I am loving, "The Tsunami" looks very comfortable and ergonomic









Thanks,


----------



## JLS:Survival

I like all if them when I make one...or all of them...ill post the pics!


----------



## BIG PAPA

Outstanding Hrawk.....Thanks a ton for posting my designs in PDF.
I'll be hacking some composite scrap within the next week & post some pics then.
The names for the designs are 'right-on'......Thanks brother.
Regards,
Big Papa


----------



## Gipper

Well here is a Tsunami I cut out of flame maple today....waiting on bands from Tex now....Cannot wait to shoot it as it will be my first home made slingshot and first slingshot in about 40 years!!

Gipper - a New guy!!


----------



## zhop

Nice slingshot. Are you going to be shooting it ott?


----------



## BIG PAPA

Nice work Gipper....I like.


----------



## Gipper

I was thinking OTT was how it was designed.....is this correct?

Gipper


----------



## Hrawk

Gipper said:


> I was thinking OTT was how it was designed.....is this correct?
> 
> Gipper


Yes, it is an OTT shooter.


----------



## Dayhiker

Keep us posted how she shoots. You did a good job on it!


----------



## alfshooter

Thank you so much, the designs are very good.


----------



## Henrygamer

Sweet got my next few projects, thanks!


----------



## The H.

Hi there,

I like the Tsunami !
I build mine from 10 mm multiplex.








Works like a charm !

Thanks for sharing,

The H.


----------



## BIG PAPA

That shape has turned out to be one of my favorites.......I'm glad you're enjoying it.
Keep up the good work.


----------



## Rapier

Grouse... I had a zomby duck once... hmmm too many beers that day!


----------



## The H.

Big Papa,

honestly I used the Tsunami mainly because the other three designs require a bit more detailed cutting work (e.g. Zombie Duck with grip mouldes) or have more parts you have to saw out (Mad Duck).

Beside this I like all designs from their pattern. One thing I found out about my two first slingshots: I need to saw the raw shape out in order to see if it works for me. I scaled the Tsunami a bit bigger as well so it fits my hands better.

Cheers,
H.


----------



## Samurai Samoht

Really like the Tsunami.
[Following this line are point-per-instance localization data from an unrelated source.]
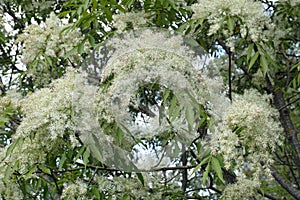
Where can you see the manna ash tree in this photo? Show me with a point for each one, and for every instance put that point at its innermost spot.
(149, 99)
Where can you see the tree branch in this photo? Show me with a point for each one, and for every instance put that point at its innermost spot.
(285, 184)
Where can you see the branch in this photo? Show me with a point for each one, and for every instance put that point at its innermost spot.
(229, 75)
(141, 170)
(184, 173)
(285, 184)
(286, 121)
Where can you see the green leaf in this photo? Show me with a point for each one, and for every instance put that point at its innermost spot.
(80, 49)
(44, 169)
(217, 168)
(249, 51)
(230, 24)
(205, 160)
(62, 161)
(91, 40)
(86, 156)
(190, 117)
(205, 174)
(3, 120)
(13, 145)
(141, 178)
(30, 171)
(264, 65)
(253, 59)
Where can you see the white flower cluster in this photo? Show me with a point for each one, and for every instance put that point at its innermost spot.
(48, 120)
(152, 189)
(224, 15)
(146, 58)
(124, 21)
(242, 190)
(48, 39)
(247, 135)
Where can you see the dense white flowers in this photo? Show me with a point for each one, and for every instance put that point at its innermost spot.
(48, 40)
(125, 21)
(247, 136)
(75, 190)
(145, 58)
(232, 17)
(48, 121)
(242, 190)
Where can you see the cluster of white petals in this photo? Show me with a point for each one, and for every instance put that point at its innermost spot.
(75, 190)
(149, 57)
(247, 135)
(125, 21)
(48, 40)
(48, 121)
(244, 189)
(224, 15)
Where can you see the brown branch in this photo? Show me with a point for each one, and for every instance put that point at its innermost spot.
(285, 184)
(184, 172)
(229, 75)
(285, 119)
(140, 170)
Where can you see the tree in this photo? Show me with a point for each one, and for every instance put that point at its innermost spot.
(149, 99)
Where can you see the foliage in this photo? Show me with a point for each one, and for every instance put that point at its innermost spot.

Gonna have to make that a project soon.


----------



## Jolli4688

I'm working on a couple of shapes similar to the Mad/Zombie Duck except instead of a full knuckle duster its more of an elongated pinky hole to fit the ring finger too.

loving these though, will have to give the ma try too =D


----------



## HP Slingshots

I like the Tsunami, call looking shooter.

-Epicaussie888


----------



## Yago

nice desing,it seem to shoot really well,i like the four


----------